One of the creepiest songs Godflesh did, and that's saying something.
I've fallen in love with Love and Hate in Dub all over again. This one is never far from my speakers, but many times, my listens are not album-length, as they're confined to the car, or at work where a longer album can be interrupted fairly easy. Lately however, I've been sequestered in the back-half of this one, and the final song, this "remix" of 'Gift from Heaven', off 1996's equally brilliant album Songs of Love and Hate.
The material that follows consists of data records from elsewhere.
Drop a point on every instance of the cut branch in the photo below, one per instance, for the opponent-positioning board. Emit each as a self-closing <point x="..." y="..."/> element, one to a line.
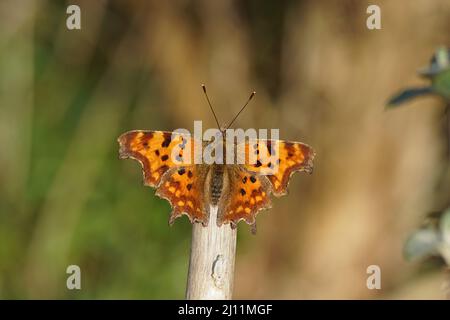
<point x="211" y="264"/>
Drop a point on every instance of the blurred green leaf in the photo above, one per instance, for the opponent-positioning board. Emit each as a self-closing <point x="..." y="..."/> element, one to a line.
<point x="422" y="243"/>
<point x="407" y="95"/>
<point x="445" y="227"/>
<point x="438" y="72"/>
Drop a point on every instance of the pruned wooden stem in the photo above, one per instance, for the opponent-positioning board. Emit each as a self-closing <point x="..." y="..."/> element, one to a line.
<point x="211" y="264"/>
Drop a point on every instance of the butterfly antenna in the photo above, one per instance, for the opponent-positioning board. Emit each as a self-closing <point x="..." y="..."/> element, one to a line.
<point x="242" y="109"/>
<point x="210" y="106"/>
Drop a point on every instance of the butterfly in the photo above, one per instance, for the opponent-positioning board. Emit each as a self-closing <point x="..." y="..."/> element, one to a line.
<point x="238" y="191"/>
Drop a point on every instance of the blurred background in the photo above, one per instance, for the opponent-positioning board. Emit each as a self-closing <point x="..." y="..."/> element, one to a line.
<point x="321" y="77"/>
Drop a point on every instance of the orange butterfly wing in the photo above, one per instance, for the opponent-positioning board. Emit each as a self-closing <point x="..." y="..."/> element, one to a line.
<point x="167" y="165"/>
<point x="249" y="193"/>
<point x="278" y="160"/>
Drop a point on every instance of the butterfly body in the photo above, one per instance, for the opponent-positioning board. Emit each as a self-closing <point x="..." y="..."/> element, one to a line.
<point x="239" y="190"/>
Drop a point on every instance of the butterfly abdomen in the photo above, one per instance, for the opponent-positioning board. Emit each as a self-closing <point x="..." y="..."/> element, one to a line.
<point x="216" y="183"/>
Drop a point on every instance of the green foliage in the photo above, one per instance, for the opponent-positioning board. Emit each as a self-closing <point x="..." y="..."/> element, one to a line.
<point x="438" y="72"/>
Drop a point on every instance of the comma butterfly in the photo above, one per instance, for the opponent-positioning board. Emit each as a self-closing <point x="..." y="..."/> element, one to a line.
<point x="239" y="191"/>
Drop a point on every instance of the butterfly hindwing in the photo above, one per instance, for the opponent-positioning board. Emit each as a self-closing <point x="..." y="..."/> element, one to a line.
<point x="278" y="160"/>
<point x="248" y="194"/>
<point x="183" y="188"/>
<point x="167" y="166"/>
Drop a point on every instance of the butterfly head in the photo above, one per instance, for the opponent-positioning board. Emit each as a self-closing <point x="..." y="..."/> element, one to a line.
<point x="225" y="127"/>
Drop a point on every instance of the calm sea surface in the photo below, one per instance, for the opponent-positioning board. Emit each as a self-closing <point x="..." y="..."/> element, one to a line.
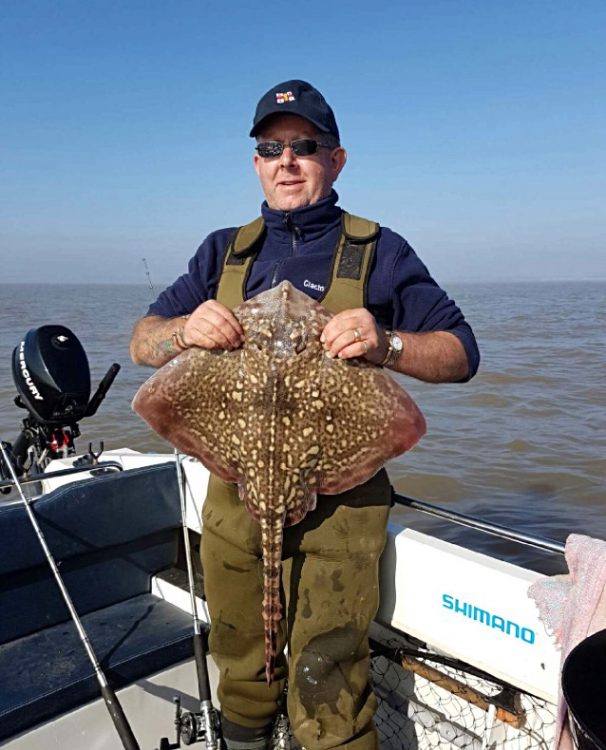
<point x="523" y="444"/>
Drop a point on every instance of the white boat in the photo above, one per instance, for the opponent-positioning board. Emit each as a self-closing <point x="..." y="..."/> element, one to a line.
<point x="461" y="658"/>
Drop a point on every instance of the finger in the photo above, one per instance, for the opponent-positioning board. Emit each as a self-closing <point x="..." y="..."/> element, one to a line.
<point x="342" y="340"/>
<point x="357" y="349"/>
<point x="213" y="327"/>
<point x="223" y="318"/>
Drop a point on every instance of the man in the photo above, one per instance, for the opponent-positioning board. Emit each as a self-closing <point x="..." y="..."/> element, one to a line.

There's always been something so dark and mysterious about Godflesh, and although I love pretty much everything JKB has done in his career - especially under the Godflesh moniker - possibly the stuff that stays with me the most is the creepy, atmospheric, 'a boiler room in hell' stuff.
**
One episode into the new Chilling Adventures of Sabrina on Netflix and goddamn, I don't care how camp or teenage this show goes at time, the sets, costumes, and overall tone is fantastic, and again, the blasphemy is joy-inducing.
**
Playlist:
Godflesh - Love and Hate in Dub
Mol - Jord
Bohren and Der Club of Gore - Patchouli Blue
Zonal - Wrecked
David Lynch and Marek Zebrowski - Polish Night Music
Kevin Morby - Oh My God
**
Card:
A new journey? That's always the initial interpretation that springs to mind with this one, however I'm inclined at the moment, while reflecting on a fairly successful week of writing sessions, to err on the side of a completely different outlook. One of "new," i.e. a new direction that's becoming apparent within the major arc of the second and third books. It's not radically different than what I originally had planned, but it's more nuanced for sure. In fact, the entire epic is really coming to life in a far more robust way than I'd anticipated. Well, that's not entirely true; I've always known this would be huge, but I guess you can't see it until you're in it, so to speak. And brother, I am IN it now.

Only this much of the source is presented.